In summary, the proposed MNMDP almost yields the best classification performance in all the experiments, compared to PCA, LDA, LPP, and UDP. It implies that both pattern discrimination and geometrical information of the data are very important for classification, and MNMDP fully captures them in the learning processing.

5. Discussions

In this section, some characteristics of the proposed MNMDP that are available for classification are discussed. We first analyze the affinity weight for intraclass and interclass neighborhoods, then discuss the MNMDP from the viewpoint of distance metric learning [50, 51], and finally explore the eigenvalues of the generalized eigenvalue problem in MNMDP.

According to (6) and (13), the affinity weight can be thought of as integration of the local weight exp⁡⁡(−||x_i−x_j||²/δ) and the discriminating weight that is divided into two categories: intraclass one for intraclass neighbors 1 + exp⁡⁡(−||x_i−x_j||²/δ) and interclass one for interclass neighbors 1 − exp⁡⁡(−||x_i−x_j||²/δ). It means that the affinity weight cannot only preserve local structures of data but also distinguish between different classes. Through the analysis of the affinity weight in MNMDP, its three properties can be summarized as follows [23].

Property 1

For a given point, the affinity weight gives more similarity to the intraclass neighbors than the interclass ones, when the Euclidean distances are equivalent.

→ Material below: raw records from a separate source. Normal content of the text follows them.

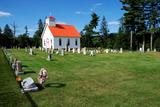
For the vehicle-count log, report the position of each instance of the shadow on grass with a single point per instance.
(28, 72)
(55, 85)
(30, 99)
(39, 86)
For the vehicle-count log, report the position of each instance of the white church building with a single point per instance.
(58, 36)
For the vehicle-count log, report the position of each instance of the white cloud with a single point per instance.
(2, 14)
(95, 6)
(81, 12)
(60, 22)
(98, 4)
(31, 30)
(113, 23)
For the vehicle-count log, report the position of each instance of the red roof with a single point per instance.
(61, 30)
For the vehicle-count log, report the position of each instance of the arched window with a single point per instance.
(76, 42)
(68, 42)
(60, 42)
(44, 43)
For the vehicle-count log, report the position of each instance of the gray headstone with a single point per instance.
(121, 50)
(84, 51)
(79, 50)
(49, 57)
(30, 51)
(62, 52)
(73, 50)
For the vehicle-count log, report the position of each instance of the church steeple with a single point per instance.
(50, 21)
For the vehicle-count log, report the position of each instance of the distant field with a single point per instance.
(105, 80)
(10, 95)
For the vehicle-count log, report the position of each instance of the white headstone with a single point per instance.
(43, 49)
(84, 51)
(112, 50)
(40, 48)
(52, 51)
(57, 52)
(92, 53)
(30, 51)
(46, 50)
(69, 49)
(140, 49)
(79, 50)
(107, 51)
(26, 50)
(49, 57)
(73, 50)
(121, 50)
(62, 52)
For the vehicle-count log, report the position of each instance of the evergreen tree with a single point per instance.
(0, 31)
(38, 33)
(152, 11)
(104, 29)
(88, 31)
(7, 36)
(103, 32)
(134, 18)
(26, 31)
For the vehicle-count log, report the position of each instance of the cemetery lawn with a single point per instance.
(10, 95)
(105, 80)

This is favorable for classification.

Property 2

The affinity weight can retain intraclass and interclass similarity in certain ranges no matter how strong the noise is, since 1 ≤ 1 + exp⁡⁡(−||x_i−x_j||²/δ) ≤ 2 and 0 ≤ 1 − exp⁡(−||x_i−x_j||²/δ) ≤ 1. This can largely preserve local geometric structures of data for different classes.

Property 3

The affinity weight can strengthen the ability of margin augmentation and noise suppression. This is explained by two aspects. One is that the close points from different classes could have smaller values of similarity and the margin between different classes can be augmented, because 1 − exp⁡(−||x_i−x_j||²/δ) tends towards 0 with a decrease of the Euclidean distance. The other is that the affinity weight can inhibit the noise in some degree; that is, the more distant points from the same class could be less similar to each other, because exp⁡(−||x_i−x_j||²/δ) tends towards 0 with an increase of the Euclidean distance.

The above good properties make a good supervised construction of the affinity graph, and they are well maintained in the process of MNMDP subspace learning. They can overcome the issue that the interclass neighbors might have the same representation as the intraclass neighbors in the reduced subspace for the given point in LPP [52]. Based on them, MNMDP achieves a good projection that carries not only local geometric structures but also discriminant information. Thus, the properties of the affinity weight make the MNMDP robust and effective for the classification tasks.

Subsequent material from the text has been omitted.